Os incidentes de xenofobia em Portugal, como o ocorrido no Aeroporto do Porto, onde uma cidadã brasileira foi assaltada verbalmente por uma mulher portuguesa, são um sinal importante de que há muito trabalho por fazer no processo de acolhimento dos imigrantes brasileiros.
Residente na Europa há mais de sete anos, a cidadã foi confrontada publicamente com palavras insultuosas, carregadas de estereótipos e preconceitos que não podem ficar impunes. A República portuguesa tem de mostrar-se diligente e, perante as evidências, considerar público o crime e fazer dele uma bandeira.
Não sendo um episódio isolado, porque sempre existem tensões em espaços onde culturas se cruzam, é importante reforçar que a esmagadora maioria dos lusos é tempestiva e acolhedora. Por isso, deixar passar em claro este abuso com potencial para contaminar a imagem coletiva do país luso não deve ser tolerado.
Mas é também imperativo que, em face dessas expressões de xenofobia, não apenas condenemos esses atos, como também nos voltemos para a cultura como alicerce de uma sociedade mais inclusiva.
A cultura, em todas as suas manifestações —seja na literatura, que explora as nuances da condição humana; no cinema, que nos permite viver vidas diferentes da nossa; ou na música, que toca universos emocionais compartilhados— é o único antídoto contra a ignorância que alimenta o preconceito.
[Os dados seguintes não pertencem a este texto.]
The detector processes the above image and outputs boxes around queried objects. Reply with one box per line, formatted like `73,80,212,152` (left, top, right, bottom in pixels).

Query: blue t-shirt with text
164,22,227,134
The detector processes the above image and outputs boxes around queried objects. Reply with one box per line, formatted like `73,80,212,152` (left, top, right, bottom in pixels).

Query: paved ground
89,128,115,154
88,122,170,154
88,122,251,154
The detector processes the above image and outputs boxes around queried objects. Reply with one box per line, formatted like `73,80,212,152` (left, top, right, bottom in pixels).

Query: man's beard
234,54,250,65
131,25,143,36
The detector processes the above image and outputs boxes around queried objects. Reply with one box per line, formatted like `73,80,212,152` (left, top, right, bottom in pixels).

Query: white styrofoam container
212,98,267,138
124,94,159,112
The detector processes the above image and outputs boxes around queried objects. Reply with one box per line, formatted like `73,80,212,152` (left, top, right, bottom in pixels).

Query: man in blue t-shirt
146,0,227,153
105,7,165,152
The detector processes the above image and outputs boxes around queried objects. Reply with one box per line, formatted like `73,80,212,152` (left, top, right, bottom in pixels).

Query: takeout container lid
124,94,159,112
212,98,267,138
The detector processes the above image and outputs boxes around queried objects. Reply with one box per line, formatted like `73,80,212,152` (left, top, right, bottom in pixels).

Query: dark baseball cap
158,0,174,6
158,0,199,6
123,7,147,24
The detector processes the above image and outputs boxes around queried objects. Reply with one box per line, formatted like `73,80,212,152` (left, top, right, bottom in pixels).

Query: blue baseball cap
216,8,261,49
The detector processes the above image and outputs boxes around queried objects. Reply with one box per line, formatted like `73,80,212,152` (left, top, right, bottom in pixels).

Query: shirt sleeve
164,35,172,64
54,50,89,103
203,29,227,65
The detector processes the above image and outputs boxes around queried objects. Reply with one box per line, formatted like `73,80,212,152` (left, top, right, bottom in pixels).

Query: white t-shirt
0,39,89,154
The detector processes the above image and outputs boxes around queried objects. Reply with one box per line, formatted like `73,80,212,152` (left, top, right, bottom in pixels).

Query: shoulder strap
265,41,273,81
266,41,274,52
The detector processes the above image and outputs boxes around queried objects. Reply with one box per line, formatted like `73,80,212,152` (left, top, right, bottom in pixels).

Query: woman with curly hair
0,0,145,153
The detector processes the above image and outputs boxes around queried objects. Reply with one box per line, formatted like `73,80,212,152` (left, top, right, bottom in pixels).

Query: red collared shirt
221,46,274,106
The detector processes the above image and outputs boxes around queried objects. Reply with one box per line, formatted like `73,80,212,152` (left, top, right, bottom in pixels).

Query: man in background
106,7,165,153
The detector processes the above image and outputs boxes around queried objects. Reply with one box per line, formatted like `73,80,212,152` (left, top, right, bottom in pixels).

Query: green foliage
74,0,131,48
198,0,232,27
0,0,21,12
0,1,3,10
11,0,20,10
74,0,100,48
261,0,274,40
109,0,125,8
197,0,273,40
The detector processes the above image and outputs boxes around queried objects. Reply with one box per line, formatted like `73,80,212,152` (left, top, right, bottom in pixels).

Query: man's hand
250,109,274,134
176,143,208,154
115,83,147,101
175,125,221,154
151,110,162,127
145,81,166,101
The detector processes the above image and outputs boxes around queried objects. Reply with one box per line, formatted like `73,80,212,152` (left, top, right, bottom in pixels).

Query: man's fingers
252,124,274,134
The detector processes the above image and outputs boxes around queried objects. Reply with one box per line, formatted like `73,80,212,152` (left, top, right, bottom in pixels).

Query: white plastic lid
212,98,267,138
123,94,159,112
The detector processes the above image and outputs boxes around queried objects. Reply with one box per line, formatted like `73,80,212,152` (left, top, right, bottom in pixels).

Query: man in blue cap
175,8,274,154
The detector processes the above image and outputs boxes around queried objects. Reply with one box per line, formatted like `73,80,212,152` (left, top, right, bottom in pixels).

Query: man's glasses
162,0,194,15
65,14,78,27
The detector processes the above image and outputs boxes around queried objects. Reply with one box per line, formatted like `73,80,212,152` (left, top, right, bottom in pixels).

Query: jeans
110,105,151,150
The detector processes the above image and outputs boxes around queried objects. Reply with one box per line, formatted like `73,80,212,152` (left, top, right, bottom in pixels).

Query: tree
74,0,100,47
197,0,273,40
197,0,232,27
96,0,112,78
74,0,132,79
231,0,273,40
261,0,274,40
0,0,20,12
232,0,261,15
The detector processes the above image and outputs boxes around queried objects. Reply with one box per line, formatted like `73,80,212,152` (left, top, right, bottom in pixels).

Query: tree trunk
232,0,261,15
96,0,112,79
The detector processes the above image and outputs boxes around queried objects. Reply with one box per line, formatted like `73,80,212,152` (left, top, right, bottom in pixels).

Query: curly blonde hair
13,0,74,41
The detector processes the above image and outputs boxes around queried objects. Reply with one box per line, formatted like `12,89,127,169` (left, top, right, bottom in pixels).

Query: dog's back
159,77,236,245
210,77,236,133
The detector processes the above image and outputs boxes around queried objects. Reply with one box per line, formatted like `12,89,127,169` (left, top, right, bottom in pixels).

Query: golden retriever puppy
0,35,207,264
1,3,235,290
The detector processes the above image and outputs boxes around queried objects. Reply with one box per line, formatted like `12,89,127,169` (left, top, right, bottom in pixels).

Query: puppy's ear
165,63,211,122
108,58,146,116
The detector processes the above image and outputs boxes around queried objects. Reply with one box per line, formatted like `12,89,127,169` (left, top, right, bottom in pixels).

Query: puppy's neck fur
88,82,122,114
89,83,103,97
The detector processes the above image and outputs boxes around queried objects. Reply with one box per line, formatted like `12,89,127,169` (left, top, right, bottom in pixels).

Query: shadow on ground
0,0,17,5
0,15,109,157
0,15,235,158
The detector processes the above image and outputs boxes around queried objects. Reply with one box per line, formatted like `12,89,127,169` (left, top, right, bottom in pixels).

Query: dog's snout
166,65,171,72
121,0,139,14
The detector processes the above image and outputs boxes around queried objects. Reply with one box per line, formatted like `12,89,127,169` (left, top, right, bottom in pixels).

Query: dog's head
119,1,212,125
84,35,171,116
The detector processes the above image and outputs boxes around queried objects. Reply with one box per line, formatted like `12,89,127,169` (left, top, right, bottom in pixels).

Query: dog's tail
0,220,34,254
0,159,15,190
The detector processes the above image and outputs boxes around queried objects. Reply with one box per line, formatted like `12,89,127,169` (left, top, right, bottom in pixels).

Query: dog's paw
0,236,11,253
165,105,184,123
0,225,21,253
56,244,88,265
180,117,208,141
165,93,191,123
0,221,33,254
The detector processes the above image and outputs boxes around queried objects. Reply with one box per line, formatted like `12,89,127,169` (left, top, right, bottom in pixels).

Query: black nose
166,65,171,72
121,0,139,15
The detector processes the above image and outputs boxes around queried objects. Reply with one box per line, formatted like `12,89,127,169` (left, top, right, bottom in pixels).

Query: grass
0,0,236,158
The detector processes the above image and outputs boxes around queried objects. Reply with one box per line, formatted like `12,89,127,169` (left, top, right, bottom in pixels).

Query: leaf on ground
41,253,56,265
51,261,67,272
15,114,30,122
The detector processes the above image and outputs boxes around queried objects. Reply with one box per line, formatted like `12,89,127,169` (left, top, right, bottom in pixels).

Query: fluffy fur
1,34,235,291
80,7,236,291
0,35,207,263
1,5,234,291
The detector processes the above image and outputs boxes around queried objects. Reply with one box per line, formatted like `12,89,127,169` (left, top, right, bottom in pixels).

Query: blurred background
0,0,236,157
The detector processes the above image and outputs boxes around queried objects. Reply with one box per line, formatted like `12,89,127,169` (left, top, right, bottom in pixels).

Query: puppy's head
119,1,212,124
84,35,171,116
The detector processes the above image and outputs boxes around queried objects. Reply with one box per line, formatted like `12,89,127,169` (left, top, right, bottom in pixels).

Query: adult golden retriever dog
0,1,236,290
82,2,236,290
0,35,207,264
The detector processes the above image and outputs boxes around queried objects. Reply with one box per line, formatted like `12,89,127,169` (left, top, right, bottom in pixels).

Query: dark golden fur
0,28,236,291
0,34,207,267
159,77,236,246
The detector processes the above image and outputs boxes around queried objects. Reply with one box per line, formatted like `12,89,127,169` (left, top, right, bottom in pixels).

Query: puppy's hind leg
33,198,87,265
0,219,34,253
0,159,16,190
Investir em políticas culturais tem de ser mais que um país importar novelas e bossa nova e outro exportar fado e técnicos de futebol. É preciso educar, abrir caminhos para a empatia e criar espaços onde o “outro” não seja uma ameaça, mas sim um convite para a expansão do nosso próprio mundo.
O investimento dos Estados em educação e políticas culturais robustas é fundamental para que incidentes como o do aeroporto da cidade do Porto se tornem relíquias de um passado menos iluminado que ainda persiste em Portugal, quase 50 anos passados da independência dos países lusófonos de África.
A xenofobia é uma mancha na tela da nossa coletividade, e a cultura, o pincel que pode redefini-la. É essencial um apelo às autoridades luso-brasileiras para que a partilha cultural seja elevada a uma responsabilidade bilateral, transcendendo os habituais discursos de circunstância.
Também é importante que os homens públicos não alimentem polêmicas desnecessárias. Nenhum político contribui para um futuro melhor entrando nessa jogada. As centenas de milhares de brasileiras e brasileiros que escolheram Portugal como sua casa não podem ficar expostas a tibiezas por parte da Justiça portuguesa, mas os políticos têm de ser responsáveis com as palavras que utilizam. Discursos inflamados podem deitar muito a perder. Pedir o ouro de volta não ajuda os 600 mil brasileiros que moram em Portugal.
Este não é só um problema de xenofobia, é sobretudo um problema de justiça. A minoria ruidosa que erra não pode contaminar a maioria silenciosa que acerta. Assim como a parte não pode prejudicar o todo, o passado longínquo não deve comprometer o futuro imediato.